The site is situated in a natural hollow just above a steep sided ravine known as Scotsman’s Wood through which a stream flows. The location in the hollow obscures all surrounding views of the East Lancashire Pennines and the Billinge Hill massif. The near surrounding area is on a natural sandbank created by the western shore of the post-glacial ‘Lake Accrington’.
The urn found is typical of the well developed Pennine urns recovered from the Anglezarke, Bleasdale and Burnley districts and a date of 1500+250 BC is more than likely cet. par.

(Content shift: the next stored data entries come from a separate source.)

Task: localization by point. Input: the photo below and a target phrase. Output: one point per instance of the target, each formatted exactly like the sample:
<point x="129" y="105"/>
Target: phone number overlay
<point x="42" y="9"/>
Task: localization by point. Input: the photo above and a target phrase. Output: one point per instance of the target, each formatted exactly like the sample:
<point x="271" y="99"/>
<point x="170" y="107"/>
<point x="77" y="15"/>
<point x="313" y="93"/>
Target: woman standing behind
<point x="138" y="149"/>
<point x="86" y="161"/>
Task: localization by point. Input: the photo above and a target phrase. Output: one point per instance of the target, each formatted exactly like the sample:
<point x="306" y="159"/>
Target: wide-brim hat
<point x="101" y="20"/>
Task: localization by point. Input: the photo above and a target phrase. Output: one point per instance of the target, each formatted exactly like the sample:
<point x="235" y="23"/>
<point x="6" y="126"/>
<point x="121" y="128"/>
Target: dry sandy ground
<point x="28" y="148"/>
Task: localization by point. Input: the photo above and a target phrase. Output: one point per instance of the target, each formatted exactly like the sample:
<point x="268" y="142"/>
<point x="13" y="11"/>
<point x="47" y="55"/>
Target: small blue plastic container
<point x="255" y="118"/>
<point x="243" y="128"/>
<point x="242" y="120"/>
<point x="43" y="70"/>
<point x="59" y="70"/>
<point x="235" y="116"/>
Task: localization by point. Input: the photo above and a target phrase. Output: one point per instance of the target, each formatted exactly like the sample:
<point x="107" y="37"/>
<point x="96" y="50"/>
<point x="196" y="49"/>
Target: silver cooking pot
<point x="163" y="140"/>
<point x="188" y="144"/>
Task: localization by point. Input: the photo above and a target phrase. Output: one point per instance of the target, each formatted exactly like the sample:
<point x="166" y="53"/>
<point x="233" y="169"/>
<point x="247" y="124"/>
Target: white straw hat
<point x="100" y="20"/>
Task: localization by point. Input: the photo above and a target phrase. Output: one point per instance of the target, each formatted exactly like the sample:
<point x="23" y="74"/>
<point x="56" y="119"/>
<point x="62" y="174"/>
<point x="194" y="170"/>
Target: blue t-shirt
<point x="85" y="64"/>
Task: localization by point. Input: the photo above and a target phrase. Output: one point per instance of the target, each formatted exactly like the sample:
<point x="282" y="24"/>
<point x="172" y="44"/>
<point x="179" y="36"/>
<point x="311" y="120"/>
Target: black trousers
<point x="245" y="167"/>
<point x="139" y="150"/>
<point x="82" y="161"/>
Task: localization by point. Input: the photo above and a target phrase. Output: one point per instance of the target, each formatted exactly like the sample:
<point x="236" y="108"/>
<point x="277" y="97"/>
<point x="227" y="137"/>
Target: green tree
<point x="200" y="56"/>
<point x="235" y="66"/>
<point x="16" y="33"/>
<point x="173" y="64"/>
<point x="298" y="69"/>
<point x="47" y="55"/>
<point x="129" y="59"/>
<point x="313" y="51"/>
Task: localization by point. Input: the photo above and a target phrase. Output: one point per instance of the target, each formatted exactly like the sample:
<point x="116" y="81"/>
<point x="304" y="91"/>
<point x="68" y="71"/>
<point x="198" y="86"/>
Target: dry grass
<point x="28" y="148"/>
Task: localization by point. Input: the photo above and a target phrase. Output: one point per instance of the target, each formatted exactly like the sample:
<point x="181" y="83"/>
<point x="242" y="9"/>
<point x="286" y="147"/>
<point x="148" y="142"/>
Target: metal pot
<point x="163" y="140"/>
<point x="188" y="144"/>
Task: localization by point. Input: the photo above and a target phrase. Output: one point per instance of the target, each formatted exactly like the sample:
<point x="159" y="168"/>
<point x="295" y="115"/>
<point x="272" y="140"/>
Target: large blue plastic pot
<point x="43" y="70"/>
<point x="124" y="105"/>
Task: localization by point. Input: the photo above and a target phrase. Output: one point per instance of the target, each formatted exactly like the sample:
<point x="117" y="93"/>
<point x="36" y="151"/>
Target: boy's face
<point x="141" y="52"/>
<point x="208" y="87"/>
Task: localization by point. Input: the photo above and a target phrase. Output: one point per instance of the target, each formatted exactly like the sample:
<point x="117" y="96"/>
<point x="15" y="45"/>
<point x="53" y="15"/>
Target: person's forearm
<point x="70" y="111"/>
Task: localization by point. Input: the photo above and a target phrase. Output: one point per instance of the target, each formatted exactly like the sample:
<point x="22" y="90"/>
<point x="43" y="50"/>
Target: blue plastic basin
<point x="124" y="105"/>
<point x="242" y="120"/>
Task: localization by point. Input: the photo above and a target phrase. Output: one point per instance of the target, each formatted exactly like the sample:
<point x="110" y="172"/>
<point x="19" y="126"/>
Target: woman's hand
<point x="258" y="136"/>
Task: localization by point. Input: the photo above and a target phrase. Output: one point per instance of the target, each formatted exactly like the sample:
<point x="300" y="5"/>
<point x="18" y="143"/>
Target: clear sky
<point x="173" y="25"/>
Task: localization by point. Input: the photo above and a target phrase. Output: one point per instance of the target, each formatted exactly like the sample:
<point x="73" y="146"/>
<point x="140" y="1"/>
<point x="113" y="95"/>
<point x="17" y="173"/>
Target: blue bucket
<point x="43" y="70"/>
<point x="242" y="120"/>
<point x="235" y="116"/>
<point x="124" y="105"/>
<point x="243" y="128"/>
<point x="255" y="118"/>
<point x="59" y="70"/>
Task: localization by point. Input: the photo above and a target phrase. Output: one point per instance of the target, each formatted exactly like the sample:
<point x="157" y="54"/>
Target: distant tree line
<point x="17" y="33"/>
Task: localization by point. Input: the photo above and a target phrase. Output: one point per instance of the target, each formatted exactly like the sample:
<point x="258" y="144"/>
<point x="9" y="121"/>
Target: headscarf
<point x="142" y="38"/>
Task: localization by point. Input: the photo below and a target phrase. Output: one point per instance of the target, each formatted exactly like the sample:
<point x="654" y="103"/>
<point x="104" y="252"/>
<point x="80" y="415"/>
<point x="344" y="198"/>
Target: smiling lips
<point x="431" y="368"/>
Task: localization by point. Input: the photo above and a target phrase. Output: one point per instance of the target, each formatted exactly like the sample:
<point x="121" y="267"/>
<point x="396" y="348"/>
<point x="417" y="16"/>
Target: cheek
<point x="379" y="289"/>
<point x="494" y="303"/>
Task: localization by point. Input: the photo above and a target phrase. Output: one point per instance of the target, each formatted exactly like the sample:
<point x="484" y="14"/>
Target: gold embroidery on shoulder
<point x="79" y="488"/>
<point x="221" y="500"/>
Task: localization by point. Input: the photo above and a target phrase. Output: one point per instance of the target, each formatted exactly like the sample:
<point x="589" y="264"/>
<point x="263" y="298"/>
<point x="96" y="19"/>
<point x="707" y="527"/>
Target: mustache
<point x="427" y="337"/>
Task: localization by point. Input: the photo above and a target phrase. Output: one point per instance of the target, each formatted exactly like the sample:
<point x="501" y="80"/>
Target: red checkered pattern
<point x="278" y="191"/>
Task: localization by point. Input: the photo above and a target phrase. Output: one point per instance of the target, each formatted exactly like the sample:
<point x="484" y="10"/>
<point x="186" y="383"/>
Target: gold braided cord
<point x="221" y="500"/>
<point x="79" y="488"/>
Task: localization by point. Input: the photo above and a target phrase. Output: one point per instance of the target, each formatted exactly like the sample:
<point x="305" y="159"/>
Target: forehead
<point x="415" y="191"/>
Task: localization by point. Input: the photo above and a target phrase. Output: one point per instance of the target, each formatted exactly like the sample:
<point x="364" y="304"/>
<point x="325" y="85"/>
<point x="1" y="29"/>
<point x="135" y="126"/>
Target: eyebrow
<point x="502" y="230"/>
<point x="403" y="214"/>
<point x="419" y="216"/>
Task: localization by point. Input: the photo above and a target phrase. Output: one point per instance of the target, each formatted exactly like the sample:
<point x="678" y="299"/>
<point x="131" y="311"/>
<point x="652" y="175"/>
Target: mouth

Given the ‘sheltered’ location of the find I would ascribe the site as one of a primary domestic nature, the burial being a secondary feature, primary tumulus burials in prominent locations being the sole preserve of the ruling aristocracy. What we are looking at is a hearth burial within a communal living hut: following the Indo-European custom, the dead were given to the earth inside the human habitation. The dear departed, who had been so close to the family group in life, had to remain among them in death also and share the family’s joys and struggles, food and drink. While living they had enjoyed nightly rest under the roof of the communal hut, dead they slept the eternal slumber beneath the domestic heart.
PS: This site is noted by ’TheElf’, THE MODERN ANTIQUARIAN. ‘TheElf’ goes on to mention – ‘I saw what could possibly be a standing stone, some 200 metres north east of the cemetery.’
I located this stone (SD 648 273) and found it to be a broken 17th century gate stoop for pole fence – a gate post with a series of holes used to create a ‘heck’, being an adjustable series of pole bars in lieu of a gate.